Bellsouth ADSL here, 1.54Mbs down 396Kbs Up 45.00 a month (I was paying 54 a month for dial-up, 33.00 for 2nd phone line and 21.00 ISP). LOVE IT. Got dual T-1's at work (I manage 4 LAN's/private WAN) and most times at home its as good if not better.


----------



## Bogy (Mar 23, 2002)

Cox Cable. I love it. In a year and a half, I've perhaps had a total of a couple hours when it was down. Once a car hit a pole, and a couple times we had short periods while they upgraded the system.
I've got a 56k modem at church, and it's painfully slow.


----------



## firephoto (Sep 12, 2002)

56k v.90 dial up.  
I did download a 700mb iso file once. Took about 4 or 5 days. 
Modem is a USR 5686E external hooked to my brand new SMC Barricade 7004ABR router. The WAN port eagerly awaits a cable from ANYTHING!


----------



## waydwolf (Feb 2, 2003)

Cox Cable, performs wonderfully, priced entirely reasonably.
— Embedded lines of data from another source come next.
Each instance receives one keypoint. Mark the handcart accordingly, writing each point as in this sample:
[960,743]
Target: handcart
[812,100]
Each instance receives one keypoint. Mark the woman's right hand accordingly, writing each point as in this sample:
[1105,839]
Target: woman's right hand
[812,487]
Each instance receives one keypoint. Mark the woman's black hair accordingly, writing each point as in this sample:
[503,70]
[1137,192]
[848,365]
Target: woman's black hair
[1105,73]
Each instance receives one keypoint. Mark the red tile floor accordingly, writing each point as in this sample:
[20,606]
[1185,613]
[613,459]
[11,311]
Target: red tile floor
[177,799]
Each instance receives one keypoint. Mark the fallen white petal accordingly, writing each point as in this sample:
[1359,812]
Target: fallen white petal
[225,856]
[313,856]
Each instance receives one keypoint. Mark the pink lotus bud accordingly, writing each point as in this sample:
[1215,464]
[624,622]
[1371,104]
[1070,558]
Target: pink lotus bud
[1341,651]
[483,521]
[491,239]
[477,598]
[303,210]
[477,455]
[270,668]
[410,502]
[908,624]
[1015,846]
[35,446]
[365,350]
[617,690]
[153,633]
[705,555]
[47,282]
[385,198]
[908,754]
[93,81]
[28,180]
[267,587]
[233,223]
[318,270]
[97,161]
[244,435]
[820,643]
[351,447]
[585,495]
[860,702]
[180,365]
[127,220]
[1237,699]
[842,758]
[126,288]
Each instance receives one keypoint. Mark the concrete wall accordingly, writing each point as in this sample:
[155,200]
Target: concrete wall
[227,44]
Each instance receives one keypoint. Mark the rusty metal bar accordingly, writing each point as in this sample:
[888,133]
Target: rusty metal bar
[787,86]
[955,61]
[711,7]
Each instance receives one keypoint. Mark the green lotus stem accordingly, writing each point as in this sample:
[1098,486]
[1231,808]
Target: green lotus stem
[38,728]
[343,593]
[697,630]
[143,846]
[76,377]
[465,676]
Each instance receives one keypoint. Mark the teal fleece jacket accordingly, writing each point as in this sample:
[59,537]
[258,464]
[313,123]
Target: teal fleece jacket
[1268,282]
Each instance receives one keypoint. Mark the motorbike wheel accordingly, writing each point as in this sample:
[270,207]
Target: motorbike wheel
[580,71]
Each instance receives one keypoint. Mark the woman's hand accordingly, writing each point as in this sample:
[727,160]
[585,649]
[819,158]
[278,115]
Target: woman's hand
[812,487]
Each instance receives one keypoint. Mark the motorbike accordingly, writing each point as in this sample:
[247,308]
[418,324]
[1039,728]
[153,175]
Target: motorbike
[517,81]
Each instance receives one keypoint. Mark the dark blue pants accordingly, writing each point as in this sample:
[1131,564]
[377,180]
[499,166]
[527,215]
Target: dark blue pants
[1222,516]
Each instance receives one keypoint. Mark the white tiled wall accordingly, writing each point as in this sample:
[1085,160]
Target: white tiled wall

With them since the @Home days.


----------



## raj2001 (Nov 2, 2002)

> _Originally posted by BobMurdoch _
> *Cable modem from Cablevision here. DSL not available in my neighborhood. *


And you're complaining?


----------



## bogi (Apr 3, 2002)

1800/256 Cable from Concast. I wish I had cablevsion.


----------